Больница. Идеально чистая и ослепляюще белая, она навсегда останется для меня самым пустым и холодным местом. Я запомнила приторный, тошнотворный запах лекарств и деревянной мебели еще в тот раз. Запах плесени, гнили и смерти. Я помню грязно-белые стены, узкие коридоры и больных, неприветливых людей. Я помню все: от количества царапин на изголовье моей кровати до кремового цвета занавесок в кабинете главного врача.
- Не хочу… - повторяю я два слова словно мантру. Дрожь, подобно электрическому разряду, охватывает каждый миллиметр моего тела. – Не хочу здесь оставаться…
- Ш-ш-ш, - женщина гладит мою ладонь, в попытке унять дрожь накрывает вторым одеялом. Жесткое и колючее, оно царапает кожу. – Скоро ты пойдешь домой, милая. Скоро все закончится.
Медсестра не задает вопросов, и я очень благодарна ей за это.
Закрываю глаза и вспоминаю обездвиженные серые тела родителей, прикрытые белоснежными простынями, а затем свое – искалеченное и изуродованное – на старой больничной койке. Вздрагиваю от ужасающих картин, навечно отпечатавшихся в моей памяти, и закусываю губу, чтобы не расплакаться. Невольно касаюсь шрамов, уродливыми полосами ползущими вдоль запястий, вдыхаю резкий запах спирта и морщусь. Пытаюсь дышать ровнее и разглядываю узоры на плитке, которой выложены стены в палате. Стараюсь вспомнить ход событий. Кажется, я шла домой. Я попала под колеса машины? Вспоминаю резкий запах мужского одеколона, салон автомобиля, капли дождя, барабанящие по крыши. Насмешливый с хрипотцой голос, черные глаза… Кирилл. И почему именно он? Почему это не мог быть кто-нибудь другой? Совсем незнакомый, кто не будет издеваться надо мной или упрекать. Это нечестно: я вновь осталась жива и ко всему прочему нажила проблем со своим учителем.
В мои мысли врывается мягкий голос медсестры:
- Тебе очень повезло, Василиса. – Она улыбается, и вокруг её глаз собираются морщинки. – Ты совсем не пострадала. Только ушибы и синяки. Слава Богу, водитель вовремя тебя заметил и успел затормозить.
Повезло… Лучше бы я умерла под колесами чертового Вольво.
В помещение входит мужчина, седовласый, со светлыми добрыми глазами. Это врач. Он насвистывает какую-то мелодию и листает бумаги, то и дело бросая на меня взгляды из-под густых нависающих бровей.
- Василиса Астахова… - протягивает он, словно пробуя мое имя на вкус. - Не слишком ли часто мы с тобой встречаемся? – Врач поднимает глаза и смотрит на меня в упор. Его брови сдвинуты на переносицу, но во взгляде - ни капли осуждения, лишь сочувствие и усталость.
Я молчу, потому что знаю: ответа он не ждет.
Мужчина вздыхает, качает головой и склоняется надо мной.

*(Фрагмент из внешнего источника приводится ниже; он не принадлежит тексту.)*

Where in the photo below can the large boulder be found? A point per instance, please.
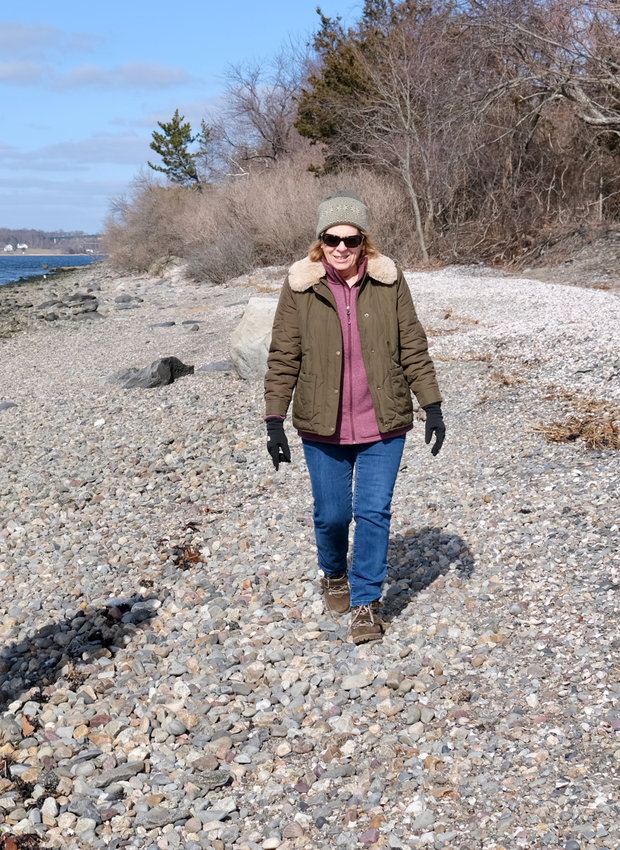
(249, 342)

Он светит маленьким фонариком мне в глаза, что-то помечает на разлинеенном листе бумаги.
- Я смогу уйти домой? – спрашиваю я, когда врач вполголоса переговаривается с медсестрой. От долгого молчания мой голос звучит хрипло, почти неслышно.
Доктор кивает:
- Слава Богу, с головой у тебя все в порядке.
Его слова звучат слишком двусмысленно, заставляя меня напрячься.
- А родственники? – шепчу я, неожиданно вспомнив про Андрея и сестру, которая, наверняка, волнуется за меня. – Вы звонили моему дяде?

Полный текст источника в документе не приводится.